Last December, when we went to London with our younger son and his sweet bride, I thought about my favorite parts of the holiday, wondering if we’d find what I treasure – joy and laughter and love for sure, the cheerful ghosts of Christmas past, and some specifics in the present.

We brought family with us – a critical component, and made a bare bones flat in Notting Hill home base. It was the sweet bride’s first trip to London, Harry Potter and Harrods’ led her list, but by the 21st the fact of Christmas became more pressing.

Friends – a warming Christmas element – were in short supply. We did eat dinner one night with our English friends at their cheery house (ironically, they left the next day for the States to spend their holiday). They gave us a small, bright red poinsettia for the flat’s fireplace mantel.

London provided wintry weather aplenty – rain and wind or clear, cold days – appropriate for the woolen hats and scarves we bought as small gifts to stuff stockings from home, and hung by the fireplace with care.

Solstice night we joined a walking tour to view Christmas lights – Covent Garden and Oxford Street a-twinkle, and giant white snowflakes glittering between the buildings in the tiny lane leading to St. Martin’s Square. Shoppers gathered in front of store windows with Victorian Christmas scenes – the kind that only huge and old-fashioned department stores can offer.
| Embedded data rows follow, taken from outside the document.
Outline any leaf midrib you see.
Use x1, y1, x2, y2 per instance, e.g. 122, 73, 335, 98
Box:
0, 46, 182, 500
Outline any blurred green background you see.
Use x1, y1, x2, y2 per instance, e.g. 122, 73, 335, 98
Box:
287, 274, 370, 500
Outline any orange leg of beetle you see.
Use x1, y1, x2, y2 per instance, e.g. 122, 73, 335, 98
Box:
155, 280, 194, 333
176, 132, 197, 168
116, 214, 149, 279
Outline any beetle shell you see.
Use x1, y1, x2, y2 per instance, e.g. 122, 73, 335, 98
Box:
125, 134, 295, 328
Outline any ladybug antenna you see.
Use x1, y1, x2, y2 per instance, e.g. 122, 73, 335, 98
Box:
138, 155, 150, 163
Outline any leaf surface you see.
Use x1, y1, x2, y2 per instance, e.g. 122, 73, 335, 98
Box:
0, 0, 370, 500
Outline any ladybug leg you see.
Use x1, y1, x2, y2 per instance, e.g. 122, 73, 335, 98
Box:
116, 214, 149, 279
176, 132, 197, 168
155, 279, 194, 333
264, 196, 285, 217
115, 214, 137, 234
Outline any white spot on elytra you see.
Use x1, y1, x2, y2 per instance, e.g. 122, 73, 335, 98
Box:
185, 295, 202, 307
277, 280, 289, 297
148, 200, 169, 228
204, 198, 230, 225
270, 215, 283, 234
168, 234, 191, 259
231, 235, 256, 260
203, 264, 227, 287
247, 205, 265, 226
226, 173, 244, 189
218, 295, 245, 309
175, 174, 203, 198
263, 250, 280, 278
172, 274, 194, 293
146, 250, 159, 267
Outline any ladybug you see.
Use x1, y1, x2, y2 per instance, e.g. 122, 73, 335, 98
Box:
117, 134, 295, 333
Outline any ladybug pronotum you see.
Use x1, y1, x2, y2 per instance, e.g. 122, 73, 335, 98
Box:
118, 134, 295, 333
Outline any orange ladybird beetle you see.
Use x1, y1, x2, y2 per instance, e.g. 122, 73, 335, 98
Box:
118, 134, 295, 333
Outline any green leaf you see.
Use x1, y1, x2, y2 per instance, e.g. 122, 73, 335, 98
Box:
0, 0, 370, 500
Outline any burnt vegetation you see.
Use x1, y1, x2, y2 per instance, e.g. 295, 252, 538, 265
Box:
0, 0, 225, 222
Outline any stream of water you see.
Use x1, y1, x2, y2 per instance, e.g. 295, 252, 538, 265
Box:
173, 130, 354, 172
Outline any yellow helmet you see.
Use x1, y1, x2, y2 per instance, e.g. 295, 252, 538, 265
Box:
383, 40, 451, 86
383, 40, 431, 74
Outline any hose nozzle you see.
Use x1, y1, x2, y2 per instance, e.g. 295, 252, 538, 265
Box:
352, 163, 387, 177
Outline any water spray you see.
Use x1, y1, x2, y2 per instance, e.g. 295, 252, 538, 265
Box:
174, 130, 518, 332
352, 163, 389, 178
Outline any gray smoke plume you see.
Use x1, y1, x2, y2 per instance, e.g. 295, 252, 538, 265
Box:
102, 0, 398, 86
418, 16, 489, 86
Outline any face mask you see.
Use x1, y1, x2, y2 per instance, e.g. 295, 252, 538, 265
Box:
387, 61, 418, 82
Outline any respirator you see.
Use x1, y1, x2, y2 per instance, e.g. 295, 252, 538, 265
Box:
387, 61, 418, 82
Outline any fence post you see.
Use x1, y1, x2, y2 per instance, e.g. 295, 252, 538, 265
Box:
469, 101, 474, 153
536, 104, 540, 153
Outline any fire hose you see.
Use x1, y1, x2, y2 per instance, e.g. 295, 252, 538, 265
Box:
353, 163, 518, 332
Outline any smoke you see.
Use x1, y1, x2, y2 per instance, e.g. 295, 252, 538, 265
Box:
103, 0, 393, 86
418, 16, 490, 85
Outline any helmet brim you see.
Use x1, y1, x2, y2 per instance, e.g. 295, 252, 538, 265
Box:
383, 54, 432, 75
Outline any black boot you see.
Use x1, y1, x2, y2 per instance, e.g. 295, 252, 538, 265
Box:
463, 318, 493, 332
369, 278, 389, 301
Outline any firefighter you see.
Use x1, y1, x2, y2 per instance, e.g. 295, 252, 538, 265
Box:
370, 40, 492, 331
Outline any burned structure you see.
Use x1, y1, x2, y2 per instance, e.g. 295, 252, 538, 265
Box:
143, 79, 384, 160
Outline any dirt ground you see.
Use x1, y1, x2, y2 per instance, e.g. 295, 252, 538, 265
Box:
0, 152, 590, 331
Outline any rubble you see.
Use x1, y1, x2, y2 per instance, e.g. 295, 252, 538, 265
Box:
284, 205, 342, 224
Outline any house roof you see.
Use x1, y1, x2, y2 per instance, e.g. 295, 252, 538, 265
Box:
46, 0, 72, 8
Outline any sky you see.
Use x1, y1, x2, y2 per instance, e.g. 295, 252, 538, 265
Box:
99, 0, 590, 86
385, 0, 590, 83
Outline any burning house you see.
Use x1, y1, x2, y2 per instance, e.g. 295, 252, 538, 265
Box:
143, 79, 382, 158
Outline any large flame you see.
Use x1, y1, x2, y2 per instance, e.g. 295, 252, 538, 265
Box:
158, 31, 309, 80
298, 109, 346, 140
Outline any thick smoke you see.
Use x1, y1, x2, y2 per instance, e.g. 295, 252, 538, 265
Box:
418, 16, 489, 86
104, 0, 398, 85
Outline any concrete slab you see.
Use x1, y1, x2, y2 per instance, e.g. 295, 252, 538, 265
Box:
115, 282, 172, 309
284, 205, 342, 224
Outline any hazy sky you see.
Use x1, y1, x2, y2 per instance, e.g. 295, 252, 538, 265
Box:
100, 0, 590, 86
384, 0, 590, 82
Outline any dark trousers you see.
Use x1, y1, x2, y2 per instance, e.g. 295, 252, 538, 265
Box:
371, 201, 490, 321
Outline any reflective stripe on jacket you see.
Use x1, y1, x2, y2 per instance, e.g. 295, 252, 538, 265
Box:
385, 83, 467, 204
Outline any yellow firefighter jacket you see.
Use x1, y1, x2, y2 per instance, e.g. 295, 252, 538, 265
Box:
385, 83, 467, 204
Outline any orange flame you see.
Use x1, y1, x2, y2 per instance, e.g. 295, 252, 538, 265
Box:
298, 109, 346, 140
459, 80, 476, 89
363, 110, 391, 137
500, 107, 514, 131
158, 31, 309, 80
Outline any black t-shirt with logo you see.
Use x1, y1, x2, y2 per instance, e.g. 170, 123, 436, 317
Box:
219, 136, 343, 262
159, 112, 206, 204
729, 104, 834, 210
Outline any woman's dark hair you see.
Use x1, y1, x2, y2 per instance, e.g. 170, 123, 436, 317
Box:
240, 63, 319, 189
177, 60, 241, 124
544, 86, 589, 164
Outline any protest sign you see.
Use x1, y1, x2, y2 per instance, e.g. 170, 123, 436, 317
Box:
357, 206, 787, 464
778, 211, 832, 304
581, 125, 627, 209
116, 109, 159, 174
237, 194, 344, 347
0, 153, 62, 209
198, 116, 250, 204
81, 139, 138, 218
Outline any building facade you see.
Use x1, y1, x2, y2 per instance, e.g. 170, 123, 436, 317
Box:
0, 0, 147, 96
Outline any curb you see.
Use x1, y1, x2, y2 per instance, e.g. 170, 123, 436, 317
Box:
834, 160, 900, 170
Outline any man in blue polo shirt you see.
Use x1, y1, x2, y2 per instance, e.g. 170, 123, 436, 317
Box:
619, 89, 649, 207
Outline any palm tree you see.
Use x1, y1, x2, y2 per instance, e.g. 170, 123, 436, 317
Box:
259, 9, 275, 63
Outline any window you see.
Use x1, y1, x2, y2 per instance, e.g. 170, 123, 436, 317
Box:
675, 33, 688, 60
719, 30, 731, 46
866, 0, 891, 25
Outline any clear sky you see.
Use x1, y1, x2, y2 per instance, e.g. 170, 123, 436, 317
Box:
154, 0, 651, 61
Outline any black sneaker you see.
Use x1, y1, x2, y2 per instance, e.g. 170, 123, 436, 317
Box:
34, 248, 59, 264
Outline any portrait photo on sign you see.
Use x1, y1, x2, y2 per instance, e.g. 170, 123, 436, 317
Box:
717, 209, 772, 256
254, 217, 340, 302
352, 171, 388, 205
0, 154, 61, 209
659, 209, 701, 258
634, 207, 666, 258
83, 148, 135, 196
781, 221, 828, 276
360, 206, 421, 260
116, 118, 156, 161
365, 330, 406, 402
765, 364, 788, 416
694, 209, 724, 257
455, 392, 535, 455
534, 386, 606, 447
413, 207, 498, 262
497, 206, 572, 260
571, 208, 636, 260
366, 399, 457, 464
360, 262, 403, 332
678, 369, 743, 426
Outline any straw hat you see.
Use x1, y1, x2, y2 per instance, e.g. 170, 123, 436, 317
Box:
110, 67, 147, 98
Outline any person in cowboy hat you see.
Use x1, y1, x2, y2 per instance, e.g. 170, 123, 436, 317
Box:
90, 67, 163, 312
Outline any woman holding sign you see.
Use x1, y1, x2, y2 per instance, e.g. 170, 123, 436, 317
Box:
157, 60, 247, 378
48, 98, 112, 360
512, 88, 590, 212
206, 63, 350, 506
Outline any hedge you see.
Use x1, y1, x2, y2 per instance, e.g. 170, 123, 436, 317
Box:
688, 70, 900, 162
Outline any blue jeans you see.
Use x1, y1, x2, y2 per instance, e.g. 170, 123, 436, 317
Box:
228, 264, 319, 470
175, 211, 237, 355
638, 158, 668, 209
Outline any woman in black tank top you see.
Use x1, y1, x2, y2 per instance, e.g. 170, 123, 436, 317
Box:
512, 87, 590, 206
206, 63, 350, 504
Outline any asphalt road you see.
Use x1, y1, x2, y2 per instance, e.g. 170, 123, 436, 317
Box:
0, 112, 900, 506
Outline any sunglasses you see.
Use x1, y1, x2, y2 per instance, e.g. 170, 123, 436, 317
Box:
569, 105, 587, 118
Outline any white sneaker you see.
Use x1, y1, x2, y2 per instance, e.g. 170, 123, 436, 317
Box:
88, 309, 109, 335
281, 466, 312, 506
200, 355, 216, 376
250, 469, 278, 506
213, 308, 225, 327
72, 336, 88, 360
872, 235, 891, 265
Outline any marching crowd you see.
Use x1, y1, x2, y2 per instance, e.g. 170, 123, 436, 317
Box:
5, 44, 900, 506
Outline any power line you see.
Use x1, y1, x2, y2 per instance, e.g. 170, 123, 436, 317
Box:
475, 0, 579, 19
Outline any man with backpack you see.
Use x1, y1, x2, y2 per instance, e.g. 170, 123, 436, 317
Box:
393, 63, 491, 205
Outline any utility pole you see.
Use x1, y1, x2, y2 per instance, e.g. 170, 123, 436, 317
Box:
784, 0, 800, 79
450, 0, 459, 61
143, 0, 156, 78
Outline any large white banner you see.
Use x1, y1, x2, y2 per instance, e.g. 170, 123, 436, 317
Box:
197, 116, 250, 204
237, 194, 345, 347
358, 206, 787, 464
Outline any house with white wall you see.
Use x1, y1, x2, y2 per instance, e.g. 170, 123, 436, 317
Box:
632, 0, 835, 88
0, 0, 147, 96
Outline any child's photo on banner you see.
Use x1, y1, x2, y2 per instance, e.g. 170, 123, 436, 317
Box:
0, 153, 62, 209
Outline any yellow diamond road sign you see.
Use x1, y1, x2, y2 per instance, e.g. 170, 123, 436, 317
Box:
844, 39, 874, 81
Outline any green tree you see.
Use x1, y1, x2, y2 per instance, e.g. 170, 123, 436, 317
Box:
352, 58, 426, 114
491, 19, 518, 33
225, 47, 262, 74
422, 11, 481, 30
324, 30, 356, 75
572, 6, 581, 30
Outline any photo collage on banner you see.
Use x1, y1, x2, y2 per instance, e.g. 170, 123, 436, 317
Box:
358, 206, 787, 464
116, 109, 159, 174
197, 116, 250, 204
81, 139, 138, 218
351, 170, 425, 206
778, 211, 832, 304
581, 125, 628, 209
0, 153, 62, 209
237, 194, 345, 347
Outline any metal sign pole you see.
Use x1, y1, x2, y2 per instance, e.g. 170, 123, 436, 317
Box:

My family later reported spotting that Christmas tradition, “Love Actually,” playing on a big screen in the outdoor part of a pub. I missed it while talking to a fellow walker or I would have returned!

We played Christmas music on a tiny speaker for the iPhones, and heard the live BBC broadcast of the Festival of Carols. (I associate that with early morning on Christmas Eve in Anchorage). And by Christmas Eve, awash with the memories that color the holidays, I wanted to gather food for a feast – even if small.

Dramatic Christmas trees decorate public London – each year the City of Oslo presents the people of London with a huge tree that dominates Trafalgar Square (given in gratitude since 1947, for assistance during World War II), a red velvet tree designed by artists for the Victoria and Albert Museum filled the foyer there, and in Covent Garden’s Piazza giant red balls and white lights covered an enormous tree that stood in a whiskey barrel of startling size.

The bay windows of London townhouses seem designed for Christmas trees, and in our neighborhood one stood out. I opened the gate, snuck inside the tiny front yard, and took a photo. A book tree! Books artfully piled and strung with white lights, broad at the bottom and tapering to a skinny top where an artist’s wooden figure stood with arm raised in good cheer.

We had noticed trees for sale in lots tucked into spaces beside churches and in the entrance areas of big stores. I longed for one in spite of impracticality.

Finally the sweet bride and I cobbled together a tiny tree – evergreen boughs fresh with fragrance from a florist shop tied together with red ribbon, decked with a miniature string of colored lights, and topped by a star cut from shiny paper.

The basics of Christmas magic in place – off to bed!